When you come to a Celtics game, those of you still able to get tickets these days, you know there's a whole show that goes on around the game. There's music playing, videos on the jumbotron, Scot Pollard reciting movie lines, KissCam and that beloved relic of a simpler time, Gino, making us all feel like dancing. And although hardly the kind of thing that I ever would notice, I'm told now we also have a dance team.
In any case, all this in-game entertainment, we refer to as "game operations", and the man responsible for it is the very talented Sean Sullivan (not to be confused with team Vice President Shawn Sullivan, whose department is tickets, making him very quickly the most popular guy in town. And how about a team, in Boston, having two guys in the front office named Sean Sullivan. What were the odds? Seems like the Jimmy Fallon "No-mah" bit from SNL. And you think you get wrong numbers, and wrong e-mail? If you're curious, because of seniority, we call Shawn "Sully" in the office, Sean, who came second, we call "Deuce".)
About a month ago, Kevin Garnett did an interview, in which among other things, he professed his affection for the song In the Air Tonight by Phil Collins, and the drum solo that is its signature. Deuce wasted no time. During the next home game, a tight game in the final minutes, the Celtics and KG were escorted back to the court from a late timeout, by its familiar strains.

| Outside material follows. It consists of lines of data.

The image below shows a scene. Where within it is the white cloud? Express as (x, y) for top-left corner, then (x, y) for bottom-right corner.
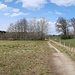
(12, 8), (20, 12)
(50, 0), (75, 6)
(0, 3), (8, 11)
(4, 0), (13, 2)
(48, 21), (58, 35)
(4, 13), (9, 16)
(17, 0), (47, 9)
(55, 11), (62, 15)
(10, 12), (29, 17)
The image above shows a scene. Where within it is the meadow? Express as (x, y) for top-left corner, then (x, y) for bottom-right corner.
(50, 36), (75, 48)
(0, 41), (52, 75)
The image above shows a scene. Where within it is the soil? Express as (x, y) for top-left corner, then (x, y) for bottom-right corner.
(48, 42), (75, 75)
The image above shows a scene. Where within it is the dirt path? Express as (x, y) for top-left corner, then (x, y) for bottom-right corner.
(48, 42), (75, 75)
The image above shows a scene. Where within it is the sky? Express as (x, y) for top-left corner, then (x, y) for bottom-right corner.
(0, 0), (75, 34)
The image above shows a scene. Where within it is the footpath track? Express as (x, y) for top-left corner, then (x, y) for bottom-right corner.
(48, 42), (75, 75)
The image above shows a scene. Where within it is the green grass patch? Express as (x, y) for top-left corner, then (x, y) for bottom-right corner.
(50, 41), (75, 61)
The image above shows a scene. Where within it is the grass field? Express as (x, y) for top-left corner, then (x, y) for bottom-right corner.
(0, 41), (51, 75)
(50, 36), (75, 47)
(61, 39), (75, 47)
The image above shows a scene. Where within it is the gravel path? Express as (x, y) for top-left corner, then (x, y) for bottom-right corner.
(48, 42), (75, 75)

"And I can feel it coming in the air tonight, oh lord
I've been waiting for this moment for all my life, oh lord
(Insert your own language for the drum solo)

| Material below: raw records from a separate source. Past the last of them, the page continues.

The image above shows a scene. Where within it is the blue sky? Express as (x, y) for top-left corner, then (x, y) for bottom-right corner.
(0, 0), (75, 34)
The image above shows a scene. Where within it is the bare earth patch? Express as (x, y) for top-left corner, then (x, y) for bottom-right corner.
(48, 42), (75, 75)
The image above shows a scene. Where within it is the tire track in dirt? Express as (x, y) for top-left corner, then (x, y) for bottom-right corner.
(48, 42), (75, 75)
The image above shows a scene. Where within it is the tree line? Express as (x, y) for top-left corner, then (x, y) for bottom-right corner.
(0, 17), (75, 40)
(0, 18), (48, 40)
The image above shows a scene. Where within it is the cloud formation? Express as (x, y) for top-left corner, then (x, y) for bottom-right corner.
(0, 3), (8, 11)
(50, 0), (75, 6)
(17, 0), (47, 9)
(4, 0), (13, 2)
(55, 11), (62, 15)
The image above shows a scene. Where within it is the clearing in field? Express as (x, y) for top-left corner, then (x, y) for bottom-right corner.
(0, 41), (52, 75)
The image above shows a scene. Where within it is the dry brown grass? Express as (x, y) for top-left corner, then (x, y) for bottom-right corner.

It was, of course, a great idea. It's what you do when you're job is game operations. The music played, the sellout crowd got into it, and KG even pantomimed said drum solo as he returned to the floor from the timeout. I looked over my shoulder to try to catch a glance of Deuce, who'd successfully added this little nuance to the intense fourth quarter atmosphere.
But I didn't have the heart to tell him
It plays in his head anyway.
As I write, I'm 32,000 feet above London, Ontario, and six rows in front of me, is Kevin Garnett. I don't know what song from the soundtrack in his life is playing is head right now, but I promise you there is one. Surely you've picked up on this by now, but he most definitely marches to the beat of his own iPod Shuffle.

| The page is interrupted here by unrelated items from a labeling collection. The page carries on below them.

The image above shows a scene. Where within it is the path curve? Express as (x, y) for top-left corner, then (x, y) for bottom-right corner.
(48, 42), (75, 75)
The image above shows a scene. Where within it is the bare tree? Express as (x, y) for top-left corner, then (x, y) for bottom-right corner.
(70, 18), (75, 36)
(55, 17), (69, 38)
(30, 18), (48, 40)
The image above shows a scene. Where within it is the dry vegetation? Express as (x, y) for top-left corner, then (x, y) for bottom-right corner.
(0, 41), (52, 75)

As for him being on this trip, even though he won't play in the Timberwolves game? I'm happy about that. For a variety of reasons, not the least of which being there's always that thought in the back of my mind that no plane with KG on it is ever going to go down. But mostly it's because the very idea of him making this trip today, back to Minneapolis, back to his twelve-year NBA home, back to the city where he was, is and always will be one the most recognizable franchise players in pro sports modern era, was up in the air (pun half-heartedly intended) less than 24 hours ago.
It's been two weeks since the abdominal strain heard around New England, and for two weeks the Celtics have survived and held their Eastern Conference lead without him. He won't play in the game at Target Center, and the loss of that spectacle will be without question one of the great disappointments of a year in which disappointments have been few and far between. But while we've known that was coming for a while, today we know he'll be there in Minnesota, and that's the way it should be.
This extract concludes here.